Get in the bin.
Mother’s Day …..here we go….another day under pressure to perform perfection.
The perfect Mother’s Day. Along with all the other days that can get in the bin because it’s more about curating the moments rather than just living them.
So much of our culture today is entrenched in performative hell.
Scroll the platforms today and it looks like every mother in Britain has spent the day dreaming of floating around in a silk dressing gown while someone else gently presents her with brunch and unlimited peace, whilst also being presented with the perfect representation of Mother’s Day.
Meanwhile in the real world there are women cracking on, still shouting at their poppets of joy, still loading the dishwasher, answering work messages, locating lost football boots and wondering why they are the only one who knows where the spare batteries live.
Life has become something we perform. It’s utterly bonkers loo la.
We perform success.
We perform motherhood.
We perform leadership.
We even perform blinking rest and recovery.
Even relaxation has become a moment to document.
Performing life and living it are two completely different things. One is theatre. The other is presence.
And the same distinction exists in work as well.
There is high performance. And there is performing leadership.
High performance is intentional. It is the individual who knows what matters and directs their energy there, who notices, observes, shares, understands, flexes. Not claims.
Performing leadership is often loud. It is busyness, over proving, carrying everything and calling it strength.
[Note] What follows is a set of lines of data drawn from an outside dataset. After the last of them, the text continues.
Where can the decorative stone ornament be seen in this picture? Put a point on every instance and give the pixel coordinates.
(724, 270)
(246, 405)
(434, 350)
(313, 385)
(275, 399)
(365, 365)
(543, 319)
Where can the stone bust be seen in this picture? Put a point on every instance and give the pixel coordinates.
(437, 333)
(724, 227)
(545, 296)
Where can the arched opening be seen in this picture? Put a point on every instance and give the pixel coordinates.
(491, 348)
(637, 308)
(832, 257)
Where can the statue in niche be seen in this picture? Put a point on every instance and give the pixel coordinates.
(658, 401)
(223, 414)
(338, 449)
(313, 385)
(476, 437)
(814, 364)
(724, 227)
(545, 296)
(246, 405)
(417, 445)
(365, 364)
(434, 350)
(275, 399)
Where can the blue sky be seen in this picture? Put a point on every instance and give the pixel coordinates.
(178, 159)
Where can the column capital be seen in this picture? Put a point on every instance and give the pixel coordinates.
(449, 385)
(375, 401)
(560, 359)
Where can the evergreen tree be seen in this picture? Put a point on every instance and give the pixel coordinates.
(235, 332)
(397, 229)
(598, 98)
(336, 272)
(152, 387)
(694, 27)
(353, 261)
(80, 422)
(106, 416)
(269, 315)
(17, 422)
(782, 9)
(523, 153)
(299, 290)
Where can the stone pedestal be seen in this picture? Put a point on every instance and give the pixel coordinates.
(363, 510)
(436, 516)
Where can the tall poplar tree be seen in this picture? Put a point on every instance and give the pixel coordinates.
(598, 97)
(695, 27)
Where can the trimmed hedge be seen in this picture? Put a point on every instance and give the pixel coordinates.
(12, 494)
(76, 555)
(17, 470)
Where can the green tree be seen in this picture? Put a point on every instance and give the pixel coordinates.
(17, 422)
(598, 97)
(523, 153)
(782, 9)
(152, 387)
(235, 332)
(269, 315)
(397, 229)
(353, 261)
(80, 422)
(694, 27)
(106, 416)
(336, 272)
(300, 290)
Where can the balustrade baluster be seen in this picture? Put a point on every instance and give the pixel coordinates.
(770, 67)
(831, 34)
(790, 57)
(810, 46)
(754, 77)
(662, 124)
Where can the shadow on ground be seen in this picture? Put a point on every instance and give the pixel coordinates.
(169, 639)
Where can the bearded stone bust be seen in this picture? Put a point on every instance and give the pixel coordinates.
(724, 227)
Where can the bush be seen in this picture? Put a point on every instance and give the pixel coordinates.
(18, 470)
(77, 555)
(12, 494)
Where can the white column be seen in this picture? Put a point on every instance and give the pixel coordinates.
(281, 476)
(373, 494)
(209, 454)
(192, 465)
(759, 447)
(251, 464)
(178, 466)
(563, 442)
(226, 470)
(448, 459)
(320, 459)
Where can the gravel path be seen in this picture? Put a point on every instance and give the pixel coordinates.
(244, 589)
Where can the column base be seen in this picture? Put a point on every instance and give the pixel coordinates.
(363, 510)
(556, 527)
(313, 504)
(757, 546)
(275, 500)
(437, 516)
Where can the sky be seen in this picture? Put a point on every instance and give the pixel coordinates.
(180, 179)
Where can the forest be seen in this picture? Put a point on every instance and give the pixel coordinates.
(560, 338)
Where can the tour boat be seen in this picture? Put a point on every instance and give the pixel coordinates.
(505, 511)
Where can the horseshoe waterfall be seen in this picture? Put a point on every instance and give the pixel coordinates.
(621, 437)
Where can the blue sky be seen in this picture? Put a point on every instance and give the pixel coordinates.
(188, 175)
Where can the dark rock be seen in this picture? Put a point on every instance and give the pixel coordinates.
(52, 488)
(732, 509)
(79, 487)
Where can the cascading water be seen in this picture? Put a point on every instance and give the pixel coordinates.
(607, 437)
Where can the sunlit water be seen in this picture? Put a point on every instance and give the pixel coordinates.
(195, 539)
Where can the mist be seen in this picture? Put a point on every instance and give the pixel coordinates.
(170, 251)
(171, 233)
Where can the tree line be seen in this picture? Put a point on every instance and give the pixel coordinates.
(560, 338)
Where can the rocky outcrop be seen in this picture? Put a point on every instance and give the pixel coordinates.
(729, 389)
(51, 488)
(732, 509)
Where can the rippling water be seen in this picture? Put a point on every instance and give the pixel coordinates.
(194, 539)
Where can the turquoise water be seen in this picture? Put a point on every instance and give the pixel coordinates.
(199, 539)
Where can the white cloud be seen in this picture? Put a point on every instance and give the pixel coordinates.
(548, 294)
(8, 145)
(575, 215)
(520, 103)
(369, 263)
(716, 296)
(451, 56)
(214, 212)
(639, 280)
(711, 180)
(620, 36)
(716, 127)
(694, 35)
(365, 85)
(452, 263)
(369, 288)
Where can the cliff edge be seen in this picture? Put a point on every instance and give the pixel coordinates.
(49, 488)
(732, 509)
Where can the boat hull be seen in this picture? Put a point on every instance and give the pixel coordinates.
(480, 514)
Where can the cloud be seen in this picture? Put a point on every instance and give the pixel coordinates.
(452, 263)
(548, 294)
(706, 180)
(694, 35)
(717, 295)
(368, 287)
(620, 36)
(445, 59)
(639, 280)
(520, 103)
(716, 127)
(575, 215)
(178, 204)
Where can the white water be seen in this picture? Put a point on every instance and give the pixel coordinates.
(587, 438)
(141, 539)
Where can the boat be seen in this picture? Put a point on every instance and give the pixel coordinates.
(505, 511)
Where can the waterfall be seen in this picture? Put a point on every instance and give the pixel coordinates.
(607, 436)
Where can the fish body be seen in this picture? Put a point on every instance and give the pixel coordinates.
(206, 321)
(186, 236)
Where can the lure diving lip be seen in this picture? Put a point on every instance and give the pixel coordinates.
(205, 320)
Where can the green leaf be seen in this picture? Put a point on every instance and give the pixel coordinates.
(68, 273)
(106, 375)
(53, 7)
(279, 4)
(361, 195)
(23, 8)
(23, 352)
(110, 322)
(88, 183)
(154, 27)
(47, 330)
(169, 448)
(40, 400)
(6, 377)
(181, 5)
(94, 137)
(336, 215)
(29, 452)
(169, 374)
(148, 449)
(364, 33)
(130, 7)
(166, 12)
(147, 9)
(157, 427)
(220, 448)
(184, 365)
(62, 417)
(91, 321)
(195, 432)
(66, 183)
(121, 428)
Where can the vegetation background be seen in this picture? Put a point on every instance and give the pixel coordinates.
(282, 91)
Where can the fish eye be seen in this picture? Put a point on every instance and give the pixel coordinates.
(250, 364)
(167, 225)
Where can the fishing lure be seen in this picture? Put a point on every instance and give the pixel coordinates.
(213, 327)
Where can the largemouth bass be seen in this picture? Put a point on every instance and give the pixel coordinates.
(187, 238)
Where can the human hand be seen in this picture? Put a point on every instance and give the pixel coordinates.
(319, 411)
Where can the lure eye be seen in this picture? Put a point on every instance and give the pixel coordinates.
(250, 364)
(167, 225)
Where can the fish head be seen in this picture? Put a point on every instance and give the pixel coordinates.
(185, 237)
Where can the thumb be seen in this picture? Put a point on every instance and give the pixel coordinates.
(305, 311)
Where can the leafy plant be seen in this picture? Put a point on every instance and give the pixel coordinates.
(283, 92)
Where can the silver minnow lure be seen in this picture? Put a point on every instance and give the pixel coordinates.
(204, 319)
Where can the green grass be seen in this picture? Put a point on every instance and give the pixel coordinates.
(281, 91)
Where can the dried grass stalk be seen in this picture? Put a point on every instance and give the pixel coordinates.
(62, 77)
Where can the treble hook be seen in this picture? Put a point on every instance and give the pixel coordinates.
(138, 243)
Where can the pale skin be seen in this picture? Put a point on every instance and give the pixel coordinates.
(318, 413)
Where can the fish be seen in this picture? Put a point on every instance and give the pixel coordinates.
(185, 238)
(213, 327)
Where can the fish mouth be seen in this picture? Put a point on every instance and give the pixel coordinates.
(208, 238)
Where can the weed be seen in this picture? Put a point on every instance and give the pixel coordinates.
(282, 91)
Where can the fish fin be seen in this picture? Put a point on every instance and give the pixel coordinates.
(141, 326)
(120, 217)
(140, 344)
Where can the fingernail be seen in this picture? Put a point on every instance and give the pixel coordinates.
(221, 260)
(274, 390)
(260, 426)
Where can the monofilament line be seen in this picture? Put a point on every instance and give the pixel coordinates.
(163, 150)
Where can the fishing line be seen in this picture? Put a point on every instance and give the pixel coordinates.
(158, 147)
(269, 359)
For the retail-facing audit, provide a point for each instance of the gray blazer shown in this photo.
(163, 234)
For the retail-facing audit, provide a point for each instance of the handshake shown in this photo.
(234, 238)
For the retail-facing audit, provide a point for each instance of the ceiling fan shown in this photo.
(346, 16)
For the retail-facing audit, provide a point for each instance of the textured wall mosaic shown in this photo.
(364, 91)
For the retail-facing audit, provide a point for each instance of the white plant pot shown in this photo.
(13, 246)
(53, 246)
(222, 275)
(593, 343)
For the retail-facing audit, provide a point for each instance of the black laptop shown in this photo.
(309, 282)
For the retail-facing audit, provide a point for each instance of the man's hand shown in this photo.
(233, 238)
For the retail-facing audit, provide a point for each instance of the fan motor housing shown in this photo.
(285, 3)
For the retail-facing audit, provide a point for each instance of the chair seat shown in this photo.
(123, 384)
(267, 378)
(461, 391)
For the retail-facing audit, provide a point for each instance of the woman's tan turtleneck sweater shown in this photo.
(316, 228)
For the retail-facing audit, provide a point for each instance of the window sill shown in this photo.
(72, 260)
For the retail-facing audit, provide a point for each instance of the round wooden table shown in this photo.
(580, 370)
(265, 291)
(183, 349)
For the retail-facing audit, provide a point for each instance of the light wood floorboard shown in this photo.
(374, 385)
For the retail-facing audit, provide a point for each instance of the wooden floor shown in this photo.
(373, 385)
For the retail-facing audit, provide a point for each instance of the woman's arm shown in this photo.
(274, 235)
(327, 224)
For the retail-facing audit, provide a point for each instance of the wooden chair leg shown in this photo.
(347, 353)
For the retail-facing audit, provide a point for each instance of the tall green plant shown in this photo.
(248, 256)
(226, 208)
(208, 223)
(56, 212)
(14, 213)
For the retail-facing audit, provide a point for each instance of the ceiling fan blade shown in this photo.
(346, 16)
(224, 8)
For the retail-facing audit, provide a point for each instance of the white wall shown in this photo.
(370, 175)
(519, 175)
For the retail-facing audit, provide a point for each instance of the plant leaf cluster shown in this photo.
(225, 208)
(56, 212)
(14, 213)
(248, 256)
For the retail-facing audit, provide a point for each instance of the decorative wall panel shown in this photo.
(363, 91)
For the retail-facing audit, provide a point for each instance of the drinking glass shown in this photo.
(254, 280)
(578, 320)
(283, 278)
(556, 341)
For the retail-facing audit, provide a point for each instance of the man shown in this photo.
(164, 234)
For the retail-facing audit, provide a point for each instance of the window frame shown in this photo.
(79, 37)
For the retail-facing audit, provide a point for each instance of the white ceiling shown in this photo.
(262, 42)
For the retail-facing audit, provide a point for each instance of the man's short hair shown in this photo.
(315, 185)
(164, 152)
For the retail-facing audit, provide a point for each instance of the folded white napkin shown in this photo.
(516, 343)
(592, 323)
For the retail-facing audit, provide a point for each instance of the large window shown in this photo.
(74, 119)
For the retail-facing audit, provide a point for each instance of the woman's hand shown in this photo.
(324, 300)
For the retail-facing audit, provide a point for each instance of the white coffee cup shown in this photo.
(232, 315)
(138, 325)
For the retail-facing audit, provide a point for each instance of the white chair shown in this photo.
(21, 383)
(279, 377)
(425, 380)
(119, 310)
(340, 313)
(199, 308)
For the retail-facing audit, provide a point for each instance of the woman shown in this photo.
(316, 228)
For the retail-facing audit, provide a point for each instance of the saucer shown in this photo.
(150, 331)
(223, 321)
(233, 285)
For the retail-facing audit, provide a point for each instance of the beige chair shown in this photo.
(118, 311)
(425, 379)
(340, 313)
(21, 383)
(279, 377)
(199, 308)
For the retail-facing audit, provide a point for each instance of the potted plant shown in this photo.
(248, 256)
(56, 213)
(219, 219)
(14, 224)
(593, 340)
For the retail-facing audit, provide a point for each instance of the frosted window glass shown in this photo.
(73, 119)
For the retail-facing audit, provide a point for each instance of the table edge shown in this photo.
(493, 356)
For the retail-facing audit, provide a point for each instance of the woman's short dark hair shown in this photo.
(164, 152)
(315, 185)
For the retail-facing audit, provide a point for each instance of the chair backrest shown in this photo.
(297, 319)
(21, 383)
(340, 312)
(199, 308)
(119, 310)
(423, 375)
One builds momentum. The other builds exhaustion.
The pressure to perform everything is everywhere now. Cracking on, on purpose, is something different entirely.
It is choosing what actually matters to you.
It is making decisions from clarity rather than comparison.
It is living a life that feels good, not one that photographs well. It’s spending today shouting at your 23yo to fold the washing and then shampooing the carpet because when the 20yo brought me a brew in bed, he dripped it all the way up the stairs and throughout the bedroom carpet with more droplets of coffee than Hansel and Gretel had bread crumbs. It’s sitting there in all the glorious chaos and knowing it’s still me that has to walk the daft dog.
Sometimes (I imagine) that looks like a beautifully calm Mother’s Day brunch.
And sometimes it looks like your kidults taking you out for tea knowing I will also be paying for said tea when the kidults look at their bank account balances of doom. It’s about embracing the reality in all its duality.
Both count.
Because the goal was never the performance. The goal was the life.